In short: YC‑Bench is a year‑long startup simulator for AIs. It shows that to win over time, an AI must plan ahead, remember what matters, learn from slow feedback, avoid bad actors, and follow its own rules consistently.
Knowledge Gaps
Unresolved gaps, limitations, and open questions
Below is a single, concrete list of what the paper leaves missing, uncertain, or unexplored:
- Causality of scratchpad effects: Only correlational evidence is provided that scratchpad use predicts success; no controlled ablations (e.g., same model with/without scratchpad, enforced memory discipline, or alternative memory mechanisms) establish causal impact.

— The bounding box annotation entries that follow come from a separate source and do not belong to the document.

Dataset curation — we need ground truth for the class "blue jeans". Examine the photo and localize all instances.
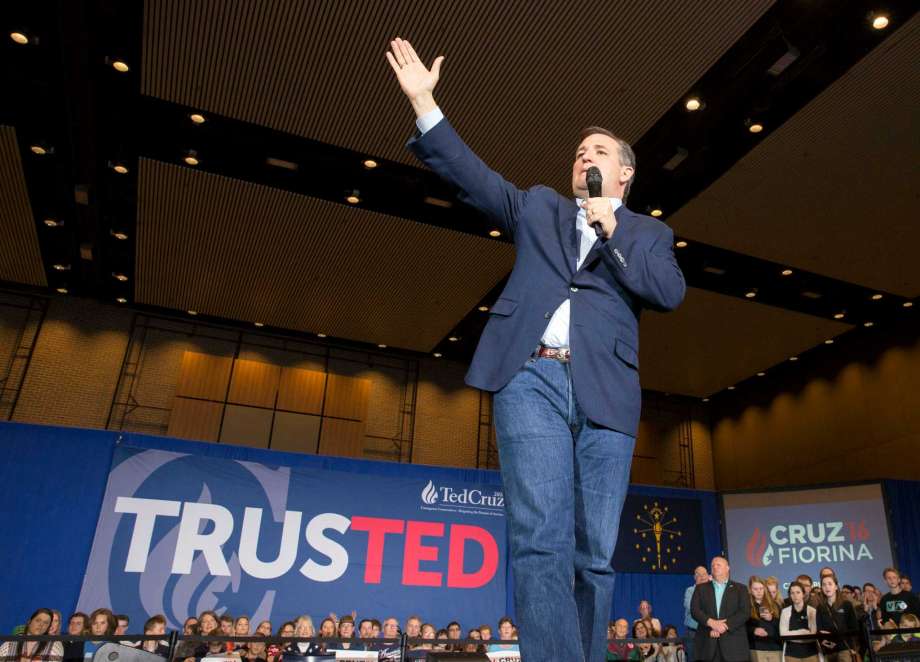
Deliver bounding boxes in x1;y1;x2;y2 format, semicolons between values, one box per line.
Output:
493;358;635;662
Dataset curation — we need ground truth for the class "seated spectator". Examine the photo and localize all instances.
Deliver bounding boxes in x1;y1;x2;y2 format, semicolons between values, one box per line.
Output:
0;609;64;662
779;582;818;662
747;576;783;662
606;618;642;662
658;625;687;662
486;616;521;653
140;614;169;659
633;600;661;637
83;609;118;662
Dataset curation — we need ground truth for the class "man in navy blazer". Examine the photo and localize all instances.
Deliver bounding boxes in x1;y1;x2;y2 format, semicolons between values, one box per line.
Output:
386;38;686;662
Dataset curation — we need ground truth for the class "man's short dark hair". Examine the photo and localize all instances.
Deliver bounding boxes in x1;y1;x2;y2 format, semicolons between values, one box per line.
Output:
578;126;636;202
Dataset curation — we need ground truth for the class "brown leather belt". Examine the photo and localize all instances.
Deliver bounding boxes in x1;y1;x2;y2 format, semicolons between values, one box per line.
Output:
533;345;572;363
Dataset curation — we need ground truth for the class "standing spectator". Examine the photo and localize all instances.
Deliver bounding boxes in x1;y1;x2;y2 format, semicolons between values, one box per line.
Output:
633;600;661;637
747;577;783;662
0;609;64;662
690;556;751;662
657;625;687;662
817;575;857;662
879;568;920;625
606;618;642;662
779;582;818;662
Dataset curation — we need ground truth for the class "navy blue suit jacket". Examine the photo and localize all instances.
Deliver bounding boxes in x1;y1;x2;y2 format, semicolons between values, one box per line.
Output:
408;118;686;436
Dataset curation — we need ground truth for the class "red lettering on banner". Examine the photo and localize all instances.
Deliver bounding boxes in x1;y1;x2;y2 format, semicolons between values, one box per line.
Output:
351;516;405;584
447;524;498;588
403;520;444;586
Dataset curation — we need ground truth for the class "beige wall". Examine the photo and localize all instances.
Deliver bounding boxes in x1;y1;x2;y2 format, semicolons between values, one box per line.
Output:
0;293;713;489
713;325;920;489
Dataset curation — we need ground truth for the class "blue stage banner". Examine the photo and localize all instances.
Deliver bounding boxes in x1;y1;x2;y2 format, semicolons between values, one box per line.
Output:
77;446;506;630
613;494;708;574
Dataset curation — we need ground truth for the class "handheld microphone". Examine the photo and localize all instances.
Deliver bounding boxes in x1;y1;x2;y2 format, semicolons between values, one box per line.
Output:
585;166;604;237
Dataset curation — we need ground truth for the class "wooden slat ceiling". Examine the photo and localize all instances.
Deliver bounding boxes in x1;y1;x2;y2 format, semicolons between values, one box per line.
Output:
639;287;852;397
135;159;514;351
670;15;920;297
141;0;773;193
0;126;48;287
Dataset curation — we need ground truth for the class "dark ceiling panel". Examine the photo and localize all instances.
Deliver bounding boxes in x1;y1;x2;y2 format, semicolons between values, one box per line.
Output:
135;159;514;351
670;15;920;297
141;0;773;192
0;126;48;287
639;287;853;397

- Memory design bias: The scratchpad is the sole long-term memory mechanism; the benchmark does not evaluate or compare structured memory alternatives (e.g., vector DB retrieval, MemGPT-style hierarchical memory, episodic vs semantic stores) or the trade-offs between memory length, cost, and performance.
- Fairness across model capabilities: A fixed 20-turn conversation history may advantage/disadvantage models with different native context limits or retrieval behaviors; the impact of context window size and prompt length on performance is not systematically studied.
- Sensitivity to environment parameters: No parameter sweeps test robustness to changes in adversarial client prevalence, work inflation magnitude, trust/decay rates, prestige scaling, salary growth, task deadlines, or reward distributions.
- Determinism vs realism: The environment is deterministic with hidden state; how results transfer to stochastic, noisy, or partially misspecified environments (delayed signals, observation errors, random shocks) remains untested.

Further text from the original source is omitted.